Прошло уже около двух лет с тех пор, как Гарп соблазнил Неоперившуюся Пташку. За это время он успел изловить еще одну няню-сиделку (к своему стыду, он даже запамятовал ее имя). И теперь мог, положа руку на сердце, сказать, что напрочь утратил аппетит к няням. Да, но Гарри ему нравился. Гарри был его друг, притом очень важный для Хелен. А ему нравилась Элис. Она была опасно, волнующе привлекательна. И так беззащитна, что вы тут же замечали это, как замечали ее крепкое маленькое тело, обтянутое тугим свитером.
— Очень сожалею, — сказал Гарп. — Могу ли я чем-то помочь?
— Скавыте ему, фтобы перефтал.
Гарпу еще ни разу не было трудно „перестать“. Но ведь он не был преподавателем, ему не приходилось изо дня в день лицезреть хорошеньких „фтуденток“, да еще учить их уму-разуму. У Гарри могли быть серьезные чувства, это Гарп вполне допускал. Но надо как-то утешить Элис. И единственное, что пришло ему в голову, — признаться в своих грехах.

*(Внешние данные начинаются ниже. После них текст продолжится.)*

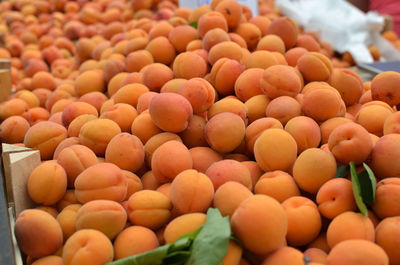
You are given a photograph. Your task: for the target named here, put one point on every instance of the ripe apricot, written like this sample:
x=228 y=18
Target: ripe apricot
x=262 y=236
x=275 y=149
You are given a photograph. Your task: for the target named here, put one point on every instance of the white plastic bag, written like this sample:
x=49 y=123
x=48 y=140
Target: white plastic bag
x=342 y=25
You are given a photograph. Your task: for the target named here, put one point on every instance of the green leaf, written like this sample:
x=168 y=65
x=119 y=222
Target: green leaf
x=211 y=244
x=193 y=24
x=177 y=257
x=342 y=171
x=152 y=257
x=366 y=187
x=306 y=260
x=372 y=179
x=357 y=190
x=176 y=253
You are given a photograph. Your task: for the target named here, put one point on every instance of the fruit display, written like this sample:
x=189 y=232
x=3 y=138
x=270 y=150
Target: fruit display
x=206 y=136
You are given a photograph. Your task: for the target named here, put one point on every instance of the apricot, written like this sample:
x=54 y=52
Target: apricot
x=112 y=67
x=349 y=85
x=45 y=136
x=283 y=108
x=191 y=191
x=130 y=94
x=136 y=60
x=66 y=219
x=203 y=158
x=272 y=43
x=228 y=197
x=310 y=176
x=305 y=131
x=134 y=183
x=182 y=225
x=88 y=245
x=350 y=142
x=254 y=130
x=350 y=225
x=194 y=134
x=76 y=109
x=292 y=56
x=213 y=37
x=111 y=184
x=224 y=73
x=172 y=85
x=273 y=85
x=150 y=209
x=335 y=197
x=322 y=102
x=161 y=49
x=314 y=66
x=211 y=20
x=43 y=80
x=136 y=44
x=105 y=216
x=268 y=227
x=68 y=199
x=261 y=59
x=304 y=220
x=308 y=42
x=134 y=240
x=189 y=65
x=126 y=151
x=54 y=260
x=96 y=99
x=233 y=253
x=123 y=114
x=385 y=234
x=38 y=233
x=77 y=123
x=391 y=124
x=181 y=36
x=224 y=132
x=278 y=185
x=248 y=84
x=165 y=169
x=96 y=134
x=286 y=29
x=329 y=125
x=167 y=107
x=231 y=105
x=13 y=107
x=47 y=183
x=200 y=94
x=13 y=130
x=156 y=141
x=316 y=255
x=225 y=49
x=275 y=149
x=386 y=198
x=256 y=107
x=357 y=251
x=144 y=128
x=149 y=181
x=383 y=87
x=283 y=256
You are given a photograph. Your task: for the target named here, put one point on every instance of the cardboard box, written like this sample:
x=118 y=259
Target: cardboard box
x=17 y=164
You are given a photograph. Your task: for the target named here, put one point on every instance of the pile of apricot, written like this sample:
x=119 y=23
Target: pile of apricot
x=146 y=115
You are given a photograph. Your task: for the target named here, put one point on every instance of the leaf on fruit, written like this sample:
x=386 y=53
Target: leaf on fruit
x=372 y=180
x=205 y=246
x=306 y=260
x=211 y=244
x=357 y=190
x=342 y=171
x=193 y=24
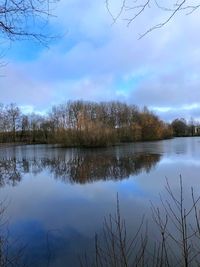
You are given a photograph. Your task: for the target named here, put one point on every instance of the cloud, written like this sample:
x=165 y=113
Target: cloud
x=99 y=61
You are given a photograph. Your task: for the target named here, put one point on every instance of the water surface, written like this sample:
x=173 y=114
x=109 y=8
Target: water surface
x=57 y=198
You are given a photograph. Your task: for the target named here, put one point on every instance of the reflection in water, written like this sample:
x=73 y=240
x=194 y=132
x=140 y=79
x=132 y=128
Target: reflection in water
x=78 y=167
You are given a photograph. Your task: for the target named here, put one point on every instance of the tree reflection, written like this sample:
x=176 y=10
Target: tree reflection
x=78 y=167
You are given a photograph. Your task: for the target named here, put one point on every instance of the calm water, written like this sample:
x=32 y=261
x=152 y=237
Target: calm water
x=57 y=198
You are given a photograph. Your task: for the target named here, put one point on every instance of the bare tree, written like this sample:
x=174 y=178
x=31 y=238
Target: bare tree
x=132 y=10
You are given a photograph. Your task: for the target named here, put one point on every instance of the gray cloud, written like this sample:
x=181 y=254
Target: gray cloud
x=97 y=61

— Это случается с нами, Элис.
— Такого бы ф вами не флутилофь! — горячо отозвалась она.
— Дважды случалось.
Она потрясенно взглянула в его лицо:
— Этого не мовет быть!
— Это было. Я два раза изменял жене. Оба раза с нянями моих детей.
— Гофподи!
— Но обе они вообще ничего не значили для меня. Я любил и люблю Хелен.
— А она для него — внафит! Он меня профто убил. Я не могу пифать.
Гарп очень даже понимал, что это такое, когда писатель не может писать. И он тут же, не сходя с места, полюбил ее.
— Этот долбаный Гарри крутит любовь, — сказал он вечером Хелен.
— Знаю. Я советовала ему немедленно прекратить, но он ничего не может с собой поделать. А ведь она даже и студентка-то не блестящая.
— Что же делать?
— Проклятый секс! Твоя мать права. Это все ваша мужская похоть. Поговори с ним сам.
Гарри ответил Гарпу:
— Элис рассказала мне о твоих нянях. Но у меня совсем другое. Она — необыкновенная девушка.
— Господи Иисусе! Это ведь твоя студентка, Гарри.
— Гениальная студентка. Я не такой, как ты. Я был честен с Элис и сразу все ей рассказал. Ей надо с этим примириться. Я сказал, что ее право — вести себя так же. И она влюбилась в тебя.
Гарп растерялся.
— Что же нам делать? — говорил он вечером жене. — Он хочет свести меня с Элис. Тогда ему не так стыдно будет продолжать этот роман.
— По крайней мере, он ее не обманывал, — резко сказала Хелен.
Последовало гробовое молчание, и в тиши ночи явственно различились четыре отдельных дыхания семьи. Через открытые двери сверху слышалось сонное неспешное дыхание почти уже восьмилетнего Данкена, у которого впереди долгая жизнь, и трехлетнего Уолта, делающего первые пробные вдохи бытия, короткие и неспокойные. А здесь, рядом, — холодное, четкое дыхание Хелен и затаенное — Гарпа. Он понял, что она знает.